Created a Camel JIRA ticket: https://issues.apache.org/jira/browse/CAMEL-11846 From my comments you can see there is no easy solution for splitting UTF-16 XML with Camel without knowing it's UTF-16 in advance.

Though subclassing XMLTokenExpressionIterator, which is an ExpressionAdapter and switching to InputStream works in the first place, there are several other places with xslt & xpath & conversion to StaxSource where it will break for the same reason.

As a workaround I consider it's easier to let XmlStreamReader find out encoding in advance (happens at the initialization) and setting Exchange.CHARSET_NAME header or property.

5
On

Okay I can see the current source code will fallback and use the platform encoding. So your use-case with the encoding provided in the XML stanza is not supported.

I am not sure if Camel really need to fallback to a default platform encoding as it uses the java.util.Scanner in the splitter, and it supports scanning without using a specific encoding.

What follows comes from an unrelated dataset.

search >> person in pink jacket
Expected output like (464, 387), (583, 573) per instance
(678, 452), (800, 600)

Maybe you can try to patch the source code in the XMLTokenExpressionIterator and test it locally for you, and report back here.

We can then likely take a look at make it optional in Apache Camel to use the fallback encoding or not.

And in your current version of Apache Camel you can always extend XMLTokenExpressionIterator and override the doEvaluate method and then call the createIterator method without a charset parameter. And then use your custom iterator with the Camel splitter.